Small Molecule Inhibitors of C. perfringens Epsilon-Toxin

Period of Performance: 07/15/2008 - 06/30/2009

$388K

Phase 2 SBIR

Recipient Firm

Innovative Biologics, Inc.
Herndon, VA 20171
Principal Investigator

Abstract

DESCRIPTION (provided by applicant): C. perfringens epsilon-toxin (ETX) is a potential biological weapon included in the list of category B priority agents. The overall goal of this proposal is to identify and perform in vivo testing of new inhibitors of ETX using a novel approach for the inactivation of pore-forming toxins developed at Innovative Biologics, Inc. It is based on the blocking of the target pore with molecules having the same symmetry as the pore itself.

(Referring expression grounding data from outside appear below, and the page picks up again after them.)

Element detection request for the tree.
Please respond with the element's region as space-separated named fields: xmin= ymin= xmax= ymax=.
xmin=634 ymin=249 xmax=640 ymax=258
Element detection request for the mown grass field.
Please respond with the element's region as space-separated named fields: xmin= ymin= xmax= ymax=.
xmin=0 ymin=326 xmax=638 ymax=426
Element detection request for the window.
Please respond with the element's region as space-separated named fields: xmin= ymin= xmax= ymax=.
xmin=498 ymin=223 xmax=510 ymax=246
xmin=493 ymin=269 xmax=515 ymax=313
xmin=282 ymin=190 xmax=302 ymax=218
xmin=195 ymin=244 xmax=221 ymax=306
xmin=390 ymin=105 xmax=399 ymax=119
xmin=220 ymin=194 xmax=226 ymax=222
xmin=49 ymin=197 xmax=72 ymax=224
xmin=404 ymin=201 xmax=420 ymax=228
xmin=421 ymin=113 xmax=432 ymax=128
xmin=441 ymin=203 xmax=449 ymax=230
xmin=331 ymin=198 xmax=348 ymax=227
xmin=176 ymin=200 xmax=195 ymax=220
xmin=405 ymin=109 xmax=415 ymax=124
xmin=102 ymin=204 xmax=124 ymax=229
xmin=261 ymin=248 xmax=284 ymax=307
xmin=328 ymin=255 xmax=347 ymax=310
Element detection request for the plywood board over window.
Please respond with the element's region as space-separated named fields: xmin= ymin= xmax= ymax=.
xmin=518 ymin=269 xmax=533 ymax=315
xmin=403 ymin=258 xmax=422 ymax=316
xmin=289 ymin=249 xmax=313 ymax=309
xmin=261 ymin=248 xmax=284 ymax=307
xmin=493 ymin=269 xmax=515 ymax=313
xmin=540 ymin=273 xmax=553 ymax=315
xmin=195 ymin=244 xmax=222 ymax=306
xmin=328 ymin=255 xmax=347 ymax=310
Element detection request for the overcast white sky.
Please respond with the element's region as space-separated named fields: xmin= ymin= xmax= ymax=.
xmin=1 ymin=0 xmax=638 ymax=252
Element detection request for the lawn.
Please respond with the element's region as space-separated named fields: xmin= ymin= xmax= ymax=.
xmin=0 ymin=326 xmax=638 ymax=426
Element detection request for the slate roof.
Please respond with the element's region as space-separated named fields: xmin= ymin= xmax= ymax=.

Results from our SBIR Phase I project demonstrated that beta-cyclodextrin derivatives designed to block the transmembrane channel formed by epsilon-toxin can inhibit its cytotoxicity at low micromolar concentrations. Based on the successful completion of this feasibility study, we propose to design, synthesize and screen a library of beta-cyclodextrin derivatives for inhibitors of epsilon-toxin's activity and test selected lead compounds in mice. The specific aims of this Phase II study are: (1) Optimize the assay for testing the ability of beta-cyclodextrin derivatives to inhibit the cytotoxic activity of C. perfringens epsilon-toxin. (2) Utilize initial testing data in concert with pharmaceutical chemistry to design and synthesize a biased library of beta- cyclodextrin derivatives with an enhanced affinity to the epsilon-toxin pore. (3) Screen the library using the cell-based assay to select the most potent inhibitors and test their ability to block the pore formed by ETX. (4) Perform toxicity, pharmacokinetic and efficacy tests in mice challenged with epsilon-toxin using at least three compounds to select in vivo validated leads. In the long-term, subsequent pre-clinical and clinical studies will lead to the development of a new drug against C. perfringens epsilon-toxin. PUBLIC HEALTH RELEVANCE: Epsilon toxin produced by Clostridium perfringens is one of the most lethal bacterial toxins. It is regarded as a potential biological weapon and is included in the list of category B priority agents. Currently, there is no effective treatment for the 5-toxin-mediated intoxication; therefore, a great need exists for the development of therapeutics against this biodefense toxin.